Category: Ocean Politics
Posted on: August 6, 2007 12:16 AM, by Jennifer L. Jacquet

The Galapagos Marine Reserve has trouble with illegal shark finning and a couple solutions--namely decent laws and several individuals fighting the daily Galapagos grind to keep those laws intact and sometimes enforced. One of these individuals is Sean O'Hearn of Sea Shepherd International. And he was just thrown in jail for his efforts.

In 2000, Sean came to Galapagos onbaord a Sea Shepherd boat and decided not to leave. He had grown up in Puerto Rico and settled snuggly into the island life of Galapagos with his perfect Spanish and easy attitude.

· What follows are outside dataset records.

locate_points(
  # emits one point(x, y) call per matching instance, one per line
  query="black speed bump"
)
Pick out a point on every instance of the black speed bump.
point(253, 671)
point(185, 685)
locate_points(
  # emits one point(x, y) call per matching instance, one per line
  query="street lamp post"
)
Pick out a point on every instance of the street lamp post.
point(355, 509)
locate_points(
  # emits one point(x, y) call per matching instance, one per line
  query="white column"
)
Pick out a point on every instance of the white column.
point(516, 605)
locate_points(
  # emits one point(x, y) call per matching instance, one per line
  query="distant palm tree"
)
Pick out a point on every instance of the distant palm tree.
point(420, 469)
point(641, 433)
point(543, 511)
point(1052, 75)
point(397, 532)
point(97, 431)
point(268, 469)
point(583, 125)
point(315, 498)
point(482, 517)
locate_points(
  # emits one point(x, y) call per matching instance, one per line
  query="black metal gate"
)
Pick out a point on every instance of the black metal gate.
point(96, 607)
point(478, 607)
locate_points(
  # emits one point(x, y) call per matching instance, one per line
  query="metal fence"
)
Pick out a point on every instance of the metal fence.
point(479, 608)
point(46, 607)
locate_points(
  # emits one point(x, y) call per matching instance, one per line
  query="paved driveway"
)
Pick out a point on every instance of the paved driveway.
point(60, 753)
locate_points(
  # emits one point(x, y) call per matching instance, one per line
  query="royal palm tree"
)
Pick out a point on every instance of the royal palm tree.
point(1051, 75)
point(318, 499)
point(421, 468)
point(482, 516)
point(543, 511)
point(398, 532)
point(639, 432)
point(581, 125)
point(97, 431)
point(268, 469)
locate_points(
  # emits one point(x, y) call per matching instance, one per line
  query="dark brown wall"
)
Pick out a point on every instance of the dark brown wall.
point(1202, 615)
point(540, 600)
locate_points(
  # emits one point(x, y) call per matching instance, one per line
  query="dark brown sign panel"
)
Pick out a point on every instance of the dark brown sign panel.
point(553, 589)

He was quickly nicknamed 'leche en funda' (milk in a bag) because of his white skin and less than upright posture (I know such details because I volunteered with Sean in 2001--we're the gringos in the photo). Sean quickly gained stature in marine conservation and was pivotal in the capture and arrest of several illegal shark poachers (my first day with Sean in Galapagos included the incineration of 1044 illegally caught shark fins).

In 2006, after a few years of absence from the islands, Sean returned to Galapagos and revitalized the Sea Shepherd anti-shark poaching campaign. In June, Sean and the Ecuadorian National Police uncovered a ring of shark fin traders that led to the confiscation of nearly 20,000 shark fins and four arrests.

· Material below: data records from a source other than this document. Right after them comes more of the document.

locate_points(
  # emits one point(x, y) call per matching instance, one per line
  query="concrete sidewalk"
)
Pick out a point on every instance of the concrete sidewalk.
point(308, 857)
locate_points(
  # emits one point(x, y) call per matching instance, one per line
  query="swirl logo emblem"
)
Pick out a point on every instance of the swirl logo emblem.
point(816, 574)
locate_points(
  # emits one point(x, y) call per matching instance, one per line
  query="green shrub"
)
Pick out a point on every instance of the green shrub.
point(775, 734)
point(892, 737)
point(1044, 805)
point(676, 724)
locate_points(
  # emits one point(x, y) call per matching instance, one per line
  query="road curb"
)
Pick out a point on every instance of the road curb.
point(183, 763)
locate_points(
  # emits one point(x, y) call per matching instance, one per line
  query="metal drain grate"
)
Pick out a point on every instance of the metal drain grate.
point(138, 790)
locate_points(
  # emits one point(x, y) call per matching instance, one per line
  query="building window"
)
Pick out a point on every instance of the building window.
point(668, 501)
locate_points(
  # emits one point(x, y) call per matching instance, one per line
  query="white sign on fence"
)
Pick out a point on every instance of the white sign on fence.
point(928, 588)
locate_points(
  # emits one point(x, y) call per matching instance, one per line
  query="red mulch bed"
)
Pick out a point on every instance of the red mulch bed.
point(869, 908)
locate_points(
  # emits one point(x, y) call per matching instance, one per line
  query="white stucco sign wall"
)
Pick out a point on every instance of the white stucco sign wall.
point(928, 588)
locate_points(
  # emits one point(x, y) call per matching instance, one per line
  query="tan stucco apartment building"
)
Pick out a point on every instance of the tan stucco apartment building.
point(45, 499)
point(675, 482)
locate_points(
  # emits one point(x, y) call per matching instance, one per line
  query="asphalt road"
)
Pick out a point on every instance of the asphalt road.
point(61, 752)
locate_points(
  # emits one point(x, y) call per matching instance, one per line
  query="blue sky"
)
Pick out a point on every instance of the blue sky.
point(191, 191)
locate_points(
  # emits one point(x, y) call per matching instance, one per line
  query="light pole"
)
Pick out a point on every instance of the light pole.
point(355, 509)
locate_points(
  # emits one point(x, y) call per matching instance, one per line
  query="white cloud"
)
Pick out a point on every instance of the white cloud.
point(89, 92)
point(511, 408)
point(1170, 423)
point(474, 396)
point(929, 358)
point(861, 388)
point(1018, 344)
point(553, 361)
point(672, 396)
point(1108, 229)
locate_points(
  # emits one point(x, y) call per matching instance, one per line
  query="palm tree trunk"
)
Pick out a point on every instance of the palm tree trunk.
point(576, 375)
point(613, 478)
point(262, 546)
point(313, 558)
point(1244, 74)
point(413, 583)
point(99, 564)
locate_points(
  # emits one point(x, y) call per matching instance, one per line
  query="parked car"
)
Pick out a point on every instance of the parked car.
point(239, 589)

But the Ecuadorian shark scandal doesn't stop there. Last week, the law that prohibited the export of shark fins from Ecuador was overturned. On Friday, Sean was working with the police in Manta, the shark finning capital of Ecuador when he was arrested. On August 4th, minutes before he was about to be illegally exported (having married a 'Galapeguena', Sean is legal resident of Ecuador and the Galapagos), the President freed him.

Though liberated, Sean must be disconcerted by the death threats he has recently received. For the sharks, death isn't merely a threat.

mantasharkfins.jpg
Sharks finned and on the beach of Manta--the center of Ecuador's shark mafia. I visited Manta in May 2006, when the export of fins was illegal but clearly still taking place.